When reading a text file, oftentimes the data initially gets read in as a string. If the final storage variable isn’t a string (such as a person’s age, or the price of something), you must convert it before storing/using it in its numeric form. In the <string> header file, there are a number of functions to help you convert. These function converts a STRING_TO_SOMETHING, and are named like stoi (string to integer), stof (string to float), etc.


ifstream someFile(“Example.txt”); string someString; someFile >> someString;


// We COULD just read directly into the int… but sometimes data doesn’t start out that way. // If you read a lot of data (say an entire line from a file), then you may break // that one string into many smaller strings, and convert as necessary. int convertToInt = stoi(someString);

The implementation of some of these functions may throw an exception of type “invalid_argument” if the conversion process fails, so you may want to encapsulate these operations in try/catch blocks, and use a default value if you catch an exception—if the number can’t be converted, (in this case) it’s because a value wasn’t there, so what would be a good value to use in the absence of anything else? Refer back to the section on Exceptions in your textbook if you need to.
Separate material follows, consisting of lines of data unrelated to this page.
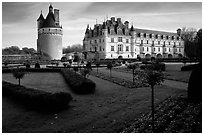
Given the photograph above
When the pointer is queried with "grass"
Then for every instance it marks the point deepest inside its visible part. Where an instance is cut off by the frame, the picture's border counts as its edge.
(110, 109)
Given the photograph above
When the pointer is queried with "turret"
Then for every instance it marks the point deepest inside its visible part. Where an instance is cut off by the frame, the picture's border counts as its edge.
(50, 8)
(56, 14)
(179, 32)
(40, 21)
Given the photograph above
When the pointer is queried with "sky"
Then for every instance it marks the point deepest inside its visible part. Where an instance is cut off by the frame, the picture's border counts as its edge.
(19, 20)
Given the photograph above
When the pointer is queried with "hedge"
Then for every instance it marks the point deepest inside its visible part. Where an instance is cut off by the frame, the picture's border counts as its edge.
(35, 98)
(34, 70)
(78, 83)
(154, 66)
(189, 67)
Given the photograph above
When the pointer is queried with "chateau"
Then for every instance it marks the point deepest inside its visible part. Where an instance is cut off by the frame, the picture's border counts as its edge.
(50, 33)
(115, 39)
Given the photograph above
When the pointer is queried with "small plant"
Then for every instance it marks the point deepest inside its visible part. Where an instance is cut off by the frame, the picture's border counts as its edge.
(133, 67)
(64, 64)
(153, 78)
(85, 72)
(97, 65)
(18, 74)
(110, 66)
(37, 65)
(76, 69)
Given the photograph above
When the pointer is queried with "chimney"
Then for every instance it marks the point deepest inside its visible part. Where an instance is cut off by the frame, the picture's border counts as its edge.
(56, 14)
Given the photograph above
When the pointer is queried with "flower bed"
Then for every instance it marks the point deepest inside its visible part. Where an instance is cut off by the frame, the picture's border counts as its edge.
(78, 83)
(173, 115)
(36, 98)
(129, 84)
  1. Choices you make at the start of a program can have a big impact on how the rest of the program gets developed. Think about how you want to store the information retrieved from the file, and how you could easily pass that data to various functions you might write.
  2. If you have a process for easily loading and accessing the data, the rest of the functionality should be a lot easier to write. Make sure the loading process is all taken care of before worrying about anything else.
  3. The code to load 1 file containing 1 piece of data (no matter how complex that data is) should not be much different than loading 100 files, each containing 100 elements. Start by thinking about just 1 element from the file first. Do the values you read match the values in the file? What about 2 entries, does everything add up? Then 3, 4, etc.
  4. When passing containers of data, make sure you pass them by REFERENCE, not by value. Creating copies of massive data sets is generally a bad, bad thing… unless you specifically need to duplicate the data. If not? Then pass by reference (in C++ that means either by pointer or the reference data type)
  5. There may be a fair amount of repetition in a program like this. Think about where you can create helper functions to reduce the number of times you write the exact same (or just slightly different) code.